The Emmys Celebrate a Dying Industry

Stephen Colbert opened last night’s Emmy Awards with a jaunty show tune bearing the chorus “the world’s a little better on TV.” The message? Tune into your television to escape problems in the real world, such as global warming, Middle East turmoil, and Donald Trump. The Washington Post carried the sentiment of Colbert’s chanty a step further, singing television’s praises and declaring that Americans are “up to our eyeballs in great television.”

But viewers don’t seem to agree. In fact, general TV audience has declined steadily among all ages below 65-year-olds in the past six years. In the first quarter of 2011, Americans spent an average of 42 hours watching TV per week, according to Nielsen data. By the first quarter of 2017, that number had dropped to 34. The viewership of those aged between 12 and 24 years old has changed by the highest percentage since 2011, a 41 percent decline.

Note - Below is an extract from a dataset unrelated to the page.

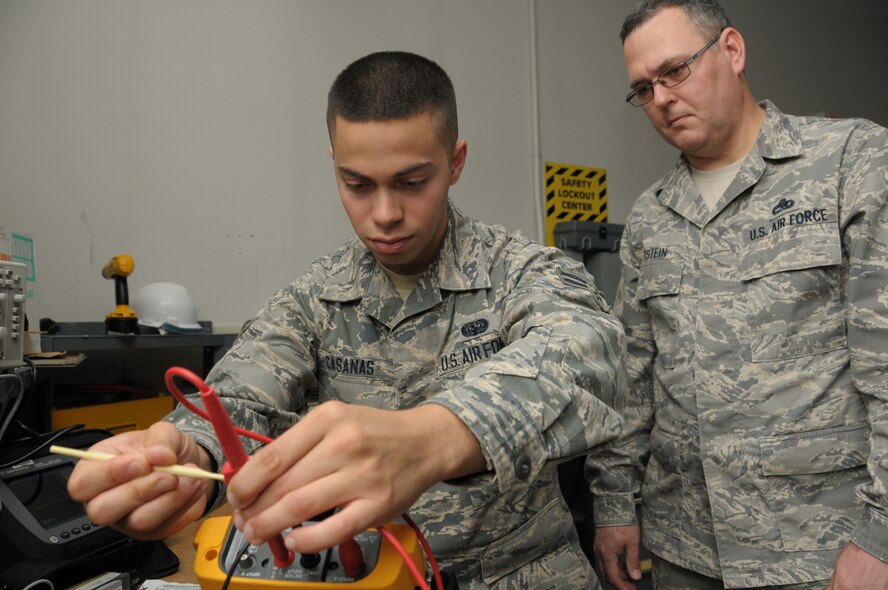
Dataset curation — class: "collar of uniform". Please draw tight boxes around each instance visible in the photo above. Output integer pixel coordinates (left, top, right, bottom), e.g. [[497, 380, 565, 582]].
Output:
[[429, 203, 490, 291], [756, 100, 802, 160], [656, 100, 802, 227]]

Even the Emmy-nominated shows, those the Post critiques as “great television,” have a desperately small following. A Katz Media Group study found that ABC’s Modern Family is the most watched Emmy-nominated show, at 56 percent of respondents. Every other show falls below the 40 percent line, and seven fall below 10 percent. Over 50 percent of respondents said they had never heard of six of those: Unbreakable Kimmy Schmidt, Silicon Valley, The Crown, Atlanta, The Handmaid’s Tale, and Master of None.

So perhaps television isn’t the narcotic Colbert and the Post think it is. In fact, many Americans didn’t hear Colbert’s message last night, for the Emmys aren’t immune from the dropping interest in TV. This year’s awards viewership tied last year’s record low of 11.4 million viewers.